Yes, you do take a resolution loss, especially in the deep corners, by having to digitally correct the final image. But realistically, it’s a gradual degradation that, unless you are working in very specific use cases, you simply are not going to see the loss in the real world.
The only time you really see a resolution loss that visually reaches out and slaps you across the side of the head is when it falls off a cliff into the corner. That’s simply not going to happen because of digital correction; that’s just a bad lens. That’s when you break out DLO and pray for a miracle.
Will I still complain about patent applications that rely on it? Absolutely! Just like I complain about the EOS R100 at every chance I get because it’s what I do.
What strikes me the most is the fact that both lenses show essentially the same profile in the corners. If the loss on image quality was significant, we would see the 14-35mm f/4 falling at the end of the line, which we don't.
What matters is how good the picture you obtain is, whether optically or electronically corrected. Period!
Darn right! I live for it.
That's a fair point. I implied it, that by not worrying about the image circle as much, it allows the designers to focus on other aspects of the design, but yes, I didn't go into as much detail as I should have.
That's true, and it's much harder to get to 14mm as well in terms of optical design. The 14-35 has a slightly more zoom range, and because it's software reliant, the designers can engineer a better-performing lens overall.
If the corners are software re-generated using AI then there is no loss of detail or Dynamic range. You should be able to push the exposures and oggle the fine detail in the corners and be happy with the results. HOWEVER.....Canon doesn't employ AI software based corner regeneration, what they do is stretch the corners and use the raw file's DR to bump the corner exposure to that of a perfect lens. This is fine if you don't mind loosing a little bit of resolution, maybe even a bit of focal length and a lot of corner DR.

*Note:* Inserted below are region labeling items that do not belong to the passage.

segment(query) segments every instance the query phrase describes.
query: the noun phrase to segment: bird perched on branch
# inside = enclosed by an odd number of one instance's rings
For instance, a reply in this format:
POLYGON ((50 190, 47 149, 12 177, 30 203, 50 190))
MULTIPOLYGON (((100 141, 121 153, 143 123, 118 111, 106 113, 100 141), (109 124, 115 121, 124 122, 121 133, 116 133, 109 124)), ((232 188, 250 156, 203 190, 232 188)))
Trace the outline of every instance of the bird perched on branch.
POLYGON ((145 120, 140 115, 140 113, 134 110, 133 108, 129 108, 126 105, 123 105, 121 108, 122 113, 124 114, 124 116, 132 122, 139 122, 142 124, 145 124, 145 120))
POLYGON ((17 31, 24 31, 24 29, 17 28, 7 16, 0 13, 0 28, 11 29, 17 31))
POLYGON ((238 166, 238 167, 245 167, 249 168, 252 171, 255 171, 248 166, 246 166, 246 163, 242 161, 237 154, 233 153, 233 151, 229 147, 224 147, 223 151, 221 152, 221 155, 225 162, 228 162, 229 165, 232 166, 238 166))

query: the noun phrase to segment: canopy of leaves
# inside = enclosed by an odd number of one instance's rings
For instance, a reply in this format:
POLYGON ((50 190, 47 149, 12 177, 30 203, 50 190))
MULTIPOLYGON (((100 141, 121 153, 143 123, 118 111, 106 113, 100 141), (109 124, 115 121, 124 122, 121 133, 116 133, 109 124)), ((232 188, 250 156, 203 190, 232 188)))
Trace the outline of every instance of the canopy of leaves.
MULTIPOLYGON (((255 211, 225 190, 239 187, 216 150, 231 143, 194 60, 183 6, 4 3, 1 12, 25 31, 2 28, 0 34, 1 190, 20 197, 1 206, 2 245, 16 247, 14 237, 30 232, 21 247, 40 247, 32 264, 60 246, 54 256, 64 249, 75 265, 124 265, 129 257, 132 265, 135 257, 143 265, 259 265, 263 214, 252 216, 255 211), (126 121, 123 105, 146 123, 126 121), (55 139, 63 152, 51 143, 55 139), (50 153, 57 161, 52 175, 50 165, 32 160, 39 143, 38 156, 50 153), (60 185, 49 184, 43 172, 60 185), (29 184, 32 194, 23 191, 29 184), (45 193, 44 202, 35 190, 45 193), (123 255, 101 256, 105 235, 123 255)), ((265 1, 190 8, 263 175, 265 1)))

Most Canon UWA lenses already give us a slightly wider angle of view to their acclaimed wide focal length marking. So a RF 14-35 F4L lens is closer to 13.5mm when uncorrected, the focal value of the lens corresponds to the corrected focal length. Another example of this is the sublime RF10-20mm f4L, it's notably wider when uncorrected. So if you take the uncorrected RAW image and run it though software that can AI regenerate the corners, you get an even wider angle of view than the stock lens with Canon correction applied.
Where the non AI software corner correction falls down is in low light landscapes where the rest of the scene is within the reasonable DR range of the sensor. The corners may have been pulled by the profile before you even start to post process the image. If you shoot on a tripod at 100 iso for a super clean image, the far corners might already be at 1600iso noise levels becuase of the correction profile. Once you pull the shadow details a bit (say two stops) the majority of the image will have super low noise at an equivelent of 400 iso...nice and clean. But these far corners will have an equivelent iso value of 6400 and will have a noticable amount of noise compared to the rest of the image. That's just a 2 stop pull. Ok you have AI noise correction, but this approach from Canon does introduce more work for lanscapers. Even a neat 100iso image will have grainy corners, you would need to stack multiple exposure blends to nullify the issue.
Or you crop the bat-sh1t crazy corners out...or use AI generation for the corner fills. It's the penalty for smaller and lighter lenses like the EF 10-20mm f4L.
Especially when using my favourite focal length, 35mm, I pay attention to obtaining the sharpest corners possible. When travelling. I don't use primes, but a 35mm TSE would be for me an instant buy.